The pandemic has challenged us in many ways. When the experience of school, work, and home changed forever on March 18, 2020, we were called to act quickly in pursuit of finding normalcy amidst chaos. I found myself, like most of my colleagues in the education space, scrambling to make sense of it all and to find workable solutions to a problem we had literally never seen. To add insult to injury, the terror and trauma imposed by the divisiveness of anti-black racism only deepened the wounds three months later with the public lynching of George Floyd. Despite the internal turmoil and external pressures, we had to keep building solutions to address the compounding problems before us.

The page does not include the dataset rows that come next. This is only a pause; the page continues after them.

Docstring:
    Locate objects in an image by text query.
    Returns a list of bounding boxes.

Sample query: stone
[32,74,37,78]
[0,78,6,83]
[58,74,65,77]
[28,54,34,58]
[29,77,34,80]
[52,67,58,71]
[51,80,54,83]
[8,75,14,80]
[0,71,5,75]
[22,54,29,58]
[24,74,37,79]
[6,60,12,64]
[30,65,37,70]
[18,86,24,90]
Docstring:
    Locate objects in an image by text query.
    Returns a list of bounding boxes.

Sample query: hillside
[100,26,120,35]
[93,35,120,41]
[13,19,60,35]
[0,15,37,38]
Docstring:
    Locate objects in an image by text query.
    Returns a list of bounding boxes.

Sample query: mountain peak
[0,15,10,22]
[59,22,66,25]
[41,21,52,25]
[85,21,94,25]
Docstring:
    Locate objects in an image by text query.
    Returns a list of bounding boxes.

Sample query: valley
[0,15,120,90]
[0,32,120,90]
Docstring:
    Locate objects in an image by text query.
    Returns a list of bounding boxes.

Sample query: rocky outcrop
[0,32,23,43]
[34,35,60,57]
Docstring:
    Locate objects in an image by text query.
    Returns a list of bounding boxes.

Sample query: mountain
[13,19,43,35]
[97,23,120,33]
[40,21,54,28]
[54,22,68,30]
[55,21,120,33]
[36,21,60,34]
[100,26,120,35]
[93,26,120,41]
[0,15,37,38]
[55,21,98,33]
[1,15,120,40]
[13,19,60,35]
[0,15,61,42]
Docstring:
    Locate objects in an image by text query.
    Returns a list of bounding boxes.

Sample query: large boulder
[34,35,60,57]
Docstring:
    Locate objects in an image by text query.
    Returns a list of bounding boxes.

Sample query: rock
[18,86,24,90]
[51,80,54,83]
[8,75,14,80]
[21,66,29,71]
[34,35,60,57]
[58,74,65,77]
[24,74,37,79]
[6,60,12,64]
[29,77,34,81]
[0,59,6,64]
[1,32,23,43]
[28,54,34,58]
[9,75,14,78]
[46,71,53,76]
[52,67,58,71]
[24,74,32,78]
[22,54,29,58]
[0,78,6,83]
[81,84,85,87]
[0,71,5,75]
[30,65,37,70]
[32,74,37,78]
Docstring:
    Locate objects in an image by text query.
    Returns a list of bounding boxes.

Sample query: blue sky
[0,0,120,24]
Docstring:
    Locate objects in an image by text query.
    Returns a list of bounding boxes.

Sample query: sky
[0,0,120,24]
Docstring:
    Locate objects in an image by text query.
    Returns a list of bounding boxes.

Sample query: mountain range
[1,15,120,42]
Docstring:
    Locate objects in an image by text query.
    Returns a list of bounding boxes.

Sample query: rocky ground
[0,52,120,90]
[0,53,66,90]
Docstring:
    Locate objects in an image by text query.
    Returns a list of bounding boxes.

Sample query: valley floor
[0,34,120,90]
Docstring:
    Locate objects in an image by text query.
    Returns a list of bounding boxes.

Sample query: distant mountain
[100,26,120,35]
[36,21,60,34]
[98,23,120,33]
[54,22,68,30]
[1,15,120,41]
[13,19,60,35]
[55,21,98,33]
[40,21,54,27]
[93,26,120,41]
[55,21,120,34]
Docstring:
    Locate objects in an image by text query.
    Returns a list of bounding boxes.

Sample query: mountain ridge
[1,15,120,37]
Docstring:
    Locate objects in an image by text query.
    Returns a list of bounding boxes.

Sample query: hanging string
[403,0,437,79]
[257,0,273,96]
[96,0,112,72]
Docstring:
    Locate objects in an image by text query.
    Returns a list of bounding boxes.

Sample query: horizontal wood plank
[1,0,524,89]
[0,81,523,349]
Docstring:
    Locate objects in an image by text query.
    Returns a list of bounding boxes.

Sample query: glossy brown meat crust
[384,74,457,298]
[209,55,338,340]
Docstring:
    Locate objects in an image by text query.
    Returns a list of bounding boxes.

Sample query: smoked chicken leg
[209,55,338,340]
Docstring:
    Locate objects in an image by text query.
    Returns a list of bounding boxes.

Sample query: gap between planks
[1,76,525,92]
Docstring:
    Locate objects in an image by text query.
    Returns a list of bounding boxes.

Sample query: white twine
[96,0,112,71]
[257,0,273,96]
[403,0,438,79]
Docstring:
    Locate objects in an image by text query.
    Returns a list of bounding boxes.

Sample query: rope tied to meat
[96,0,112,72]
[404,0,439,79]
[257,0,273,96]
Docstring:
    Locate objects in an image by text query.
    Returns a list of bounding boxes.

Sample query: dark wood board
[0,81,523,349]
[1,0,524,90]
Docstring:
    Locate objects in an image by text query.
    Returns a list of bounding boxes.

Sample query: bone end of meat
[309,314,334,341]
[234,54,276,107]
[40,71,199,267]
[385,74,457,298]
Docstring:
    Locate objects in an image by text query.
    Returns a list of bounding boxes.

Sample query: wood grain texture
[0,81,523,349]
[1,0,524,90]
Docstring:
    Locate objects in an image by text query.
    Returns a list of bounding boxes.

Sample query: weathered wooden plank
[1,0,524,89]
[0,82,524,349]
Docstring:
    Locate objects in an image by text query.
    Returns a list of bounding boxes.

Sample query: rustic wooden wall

In the CityBridge Incubator, we work with solution-designers, individuals, and teams who have a shared focus on designing a more equitable future for DC’s young people. These are leaders who see obstacles and believe that they can be removed or transformed. In our practice, deeply informed by the equityXdesign framework, we teach our designers to slow the pace of solution-building to become more aware of how their identities, experiences, and perspectives shape their interaction with the problem. This deliberate moment is called an equity pause.

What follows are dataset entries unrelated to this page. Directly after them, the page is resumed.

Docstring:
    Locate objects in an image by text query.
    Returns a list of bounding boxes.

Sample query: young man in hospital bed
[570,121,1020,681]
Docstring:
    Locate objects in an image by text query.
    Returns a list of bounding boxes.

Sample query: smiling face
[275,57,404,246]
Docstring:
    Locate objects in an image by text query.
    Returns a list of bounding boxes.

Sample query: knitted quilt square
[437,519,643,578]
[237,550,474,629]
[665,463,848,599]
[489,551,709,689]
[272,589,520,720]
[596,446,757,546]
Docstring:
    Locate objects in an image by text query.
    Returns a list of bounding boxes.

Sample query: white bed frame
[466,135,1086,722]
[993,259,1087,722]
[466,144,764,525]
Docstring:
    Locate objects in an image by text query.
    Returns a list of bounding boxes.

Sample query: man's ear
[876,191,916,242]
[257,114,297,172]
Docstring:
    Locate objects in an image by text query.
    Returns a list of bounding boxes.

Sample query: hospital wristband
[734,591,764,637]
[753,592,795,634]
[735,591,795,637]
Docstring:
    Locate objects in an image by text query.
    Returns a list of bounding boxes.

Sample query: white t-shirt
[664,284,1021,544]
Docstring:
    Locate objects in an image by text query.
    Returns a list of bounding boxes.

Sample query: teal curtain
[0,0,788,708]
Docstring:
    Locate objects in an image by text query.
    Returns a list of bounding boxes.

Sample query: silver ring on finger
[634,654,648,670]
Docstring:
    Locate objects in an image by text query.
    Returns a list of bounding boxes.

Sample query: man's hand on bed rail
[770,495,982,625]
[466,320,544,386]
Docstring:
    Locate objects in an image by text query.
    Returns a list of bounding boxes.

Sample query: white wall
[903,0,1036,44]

An equity pause is an intentional moment to “stop the clock to reflect on our language, ideas, and hunches in the context of a discourse or transformation.” Take, for example, most people’s response in the early days of the pandemic—many of us went into our toolbox and pulled out the solution that was familiar, and we began to execute. Few of us took the necessary moments to reflect on how our bias or experience created blindspots as we created new interventions. What if we stopped the clock, in the midst of transitioning to fully online instruction and asked ourselves questions like: What value can being home with family offer in the instructional environment? (Instead we opted to find ways for home to mirror school.) Or: Is fluency with technology widely held? (Instead we required our youngest students to negotiate multiple online platforms.) How different would our experiences of instruction during the pandemic have been if we had paused?

These moments are brief, yet consistently applied across the solution-building journey. They are intended to elevate the designer to a level of consciousness that spurs more equitable practice in pursuit of transformation. These moments are not intended to promote gradualism. To be clear, there are problems that need immediate solutions, but change that transforms the way we engage in the work of educating young people requires a level of intentionality that our industry rarely provides.

In this reality, it is incumbent upon us to slow the pace and create space to engage our identities. Allow me to inspire your next equity pause by offering a few questions that you can ask yourself in the midst of building:

  • How does my identity impact the way I am interacting with this problem?
  • How does my experience impact the way I am thinking about the solution?
  • Why does this problem exist?
  • Am I blaming our most marginalized students or families for this problem?
  • Do I only have traditional forms of data at my disposal?
  • Who have I engaged to help me solve this? Who have I excluded?

Whether the impact of your problem solving will be felt among a few or many, designers of a more equitable future pause in the midst of solution-building to assess the impact of their lens on what they are building. You can begin this promising practice today.